Guidance for query tuning - AWS Prescriptive Guidance

Guidance for query tuning

After you identify problematic queries in your workload, each query should be tuned. Use the following guidelines on tuning to help your workload to run more efficiently.

Minimize the number of rows scanned

Basic as it seems, this is a great piece of advice to use when you tune queries. Use the EXPLAIN statement, and review the rows column to see how many rows the optimizer scans at each join. Try to reduce the number of rows scanned by creating an optimal index, and then re-explain your query to confirm your work. For more information, see the MySQL documentation.

If you use partitioned tables, always query them with the WHERE clause that enables partition pruning so that the optimizer doesn't have to scan each partition. If your WHERE clause contains a constant for the partitioned column, the optimizer knows which partition to look for, and this makes your query more efficient.

Another facet to this advice is the design of your database. The fewer tables in your query, the faster your query will be.

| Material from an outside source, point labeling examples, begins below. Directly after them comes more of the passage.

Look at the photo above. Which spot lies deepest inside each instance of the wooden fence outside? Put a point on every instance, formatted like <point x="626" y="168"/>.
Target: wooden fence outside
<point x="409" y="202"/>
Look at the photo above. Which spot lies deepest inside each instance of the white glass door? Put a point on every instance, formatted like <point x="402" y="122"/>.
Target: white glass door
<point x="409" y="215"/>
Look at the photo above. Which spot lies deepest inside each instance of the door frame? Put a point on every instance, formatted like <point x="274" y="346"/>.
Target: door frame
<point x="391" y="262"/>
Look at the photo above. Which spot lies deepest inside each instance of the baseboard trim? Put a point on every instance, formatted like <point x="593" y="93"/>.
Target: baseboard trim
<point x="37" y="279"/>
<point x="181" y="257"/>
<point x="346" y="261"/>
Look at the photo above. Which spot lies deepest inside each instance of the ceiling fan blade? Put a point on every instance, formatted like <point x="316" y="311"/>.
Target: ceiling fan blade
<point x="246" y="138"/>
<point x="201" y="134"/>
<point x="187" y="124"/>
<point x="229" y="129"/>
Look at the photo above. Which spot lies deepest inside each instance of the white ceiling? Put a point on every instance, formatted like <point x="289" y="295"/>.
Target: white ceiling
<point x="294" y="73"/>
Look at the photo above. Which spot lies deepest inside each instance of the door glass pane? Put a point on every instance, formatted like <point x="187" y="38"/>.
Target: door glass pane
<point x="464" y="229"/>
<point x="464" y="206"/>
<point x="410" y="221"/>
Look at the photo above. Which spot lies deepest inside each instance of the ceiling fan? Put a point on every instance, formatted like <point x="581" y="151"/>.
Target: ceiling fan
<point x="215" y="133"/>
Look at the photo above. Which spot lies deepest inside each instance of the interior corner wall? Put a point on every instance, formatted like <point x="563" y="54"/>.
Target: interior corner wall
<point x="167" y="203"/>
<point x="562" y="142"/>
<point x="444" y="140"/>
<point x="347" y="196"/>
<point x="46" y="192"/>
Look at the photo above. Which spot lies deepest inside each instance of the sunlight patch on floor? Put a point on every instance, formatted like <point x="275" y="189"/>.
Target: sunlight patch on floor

If you can denormalize your database design, you can get the optimizer to scan fewer rows, resulting in faster query performance.

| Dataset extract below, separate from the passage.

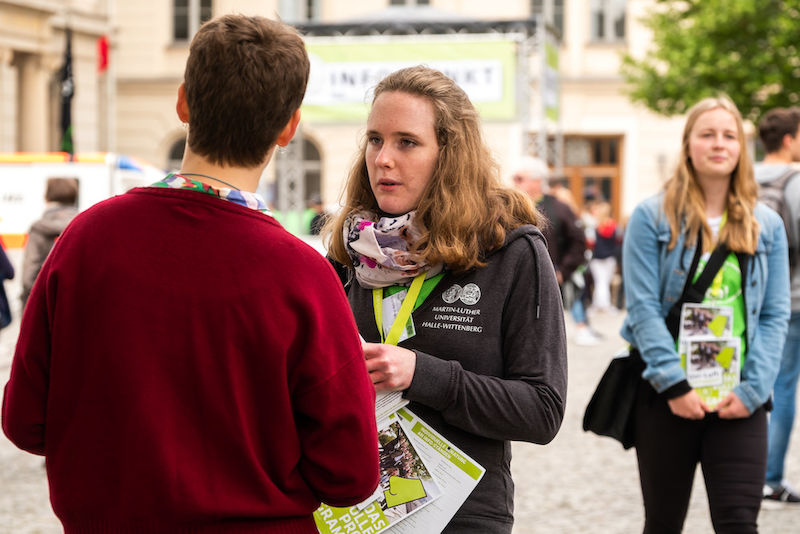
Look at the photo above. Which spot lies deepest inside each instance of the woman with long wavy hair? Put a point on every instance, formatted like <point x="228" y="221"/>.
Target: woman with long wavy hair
<point x="705" y="389"/>
<point x="482" y="357"/>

Minimize temporary table usage and temporary tables on disk

The Aurora MySQL-Compatible optimizer creates temporary tables both on RAM and on disk if it cannot get the desired results of your query directly from indexes. Consequently, a large part of tuning is to have the right indexes that serve your workload. However, there might be queries in your workload that cannot rely only on indexes, so some operations might be performed in a temporary file. This is fine as long as you keep these to a minimum, and you ensure that very few tables are created on disk. MySQL creates disk tables when the size of the temporary table is too large to be housed in memory. The logic that MySQL uses to check the size of the internal temporary table is the smaller of the two variable values tmp_table_size and max-heap-table-size. You can tune these variables to an optimal value based on your workload so that in cases where you can’t prevent temporary tables, you push them to disk only on rare occasions.

Avoid file sorts

If your workload has a lot of ORDER BY queries, the best way to solve them is to use the right indexes on your tables. Ensure your multicolumn indexes are designed well to avoid sorting in files. Sorting can’t happen on a column if the preceding columns are not scanned with constants (in, >, <, !=, and BETWEEN will not allow sorting on the next column to the right). The optimal way to sort in MySQL is to place a multicolumn index that positions columns that contain constant values supplied in the query to the left of the sorting column in a contiguous structure. If in the last resort, your query is unable to return results without a file sort, move the sorting to the application.

Avoid running aggregation queries at high concurrency

Your workload might have a small number of aggregation queries to cater to some functionality within your application. This use case calls for a lot of caution. The InnoDB engine is geared for proper online transaction processing (OLTP) loads, but even a few group-by queries on high concurrency can be very heavy on the CPU and can rapidly degrade the performance of your cluster. To solve use cases where you require aggregated result sets, pre-aggregate the data in ready to read tables so that you can avoid group by queries altogether.

Test your queries for concurrency

When tuning individual queries, remember that these queries run concurrently on several vCPUs in Aurora MySQL-Compatible. Your query might run in a few milliseconds in your test environment on single runs. But this is not the whole picture. Be sure to test your query with the expected level of concurrency on your production cluster and benchmark its performance. Release the query to production only when it meets your concurrency goals. Ensure that you use the optimizer hint sql_no_cache in your test scripts so that you avoid fetching results from the cache. You can use tools such as mysqlslap to perform the test at concurrency and benchmark the results.